During her 26-year career she’s gone from being a high school freshman basketball coach to a high school principal and “everything in-between.”
“I think it’s very important for a principal to have comprehensive knowledge of all systems within the high school,” Davis said. “Not only to support student achievement, but (also) the social-emotional piece that comes with high school students.”
Davis is a self-proclaimed “do-it-all” principal who is known to mop floors, clean, and get students to the bus in addition to her more traditional responsibilities of providing leadership and supervising.
One of Davis’ “in-between” jobs included a stint as an athletic director. What level of importance do athletics, the arts, or other extra-curricular activities have in lives of students in her view?
“They’re all incredibly important,” she responded. “I want a home away from home for every student. School is that place where (students) get to find, try, test, and learn all those soft skills that we want students to have that practically apply to their learning, such as time management, organization, and collaboration.”
“All of those are 21st-century skills learned through sports, clubs, band, choir, or whatever it is,” she added. “They are all incredibly important because it teaches students how to work with others.”
Davis says she learned time management as a student-athlete at New Mexico State and those skills carried over to her job in advertising, allowing her time to also coach the freshmen girls’ basketball team.
“The things we are going to do at school need to practically apply to life,” Davis said. “That comes in the classroom as much as in the sports arena, the concert hall, or the theater.”
The new Combs High School principal will be on campus approximately once per month until the end of the school year in Colorado, which precisely coincides with Combs’ school year. She will move to the area permanently after that.
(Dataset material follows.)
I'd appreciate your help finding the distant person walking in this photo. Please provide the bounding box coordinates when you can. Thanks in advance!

Davis was asked what she’s most looking forward to at Combs and responded by recalling the day of her interview, when she was sitting the school’s front office and nearly 25 students came through – unaware of who she was or what she would eventually be – and almost all of them smiled at her and said, “hello.”
“Those students took the time to welcome a stranger,” she said. “And I said to myself, ‘I want this job.’ So let’s meet each other at the door, and let’s grow and go together.”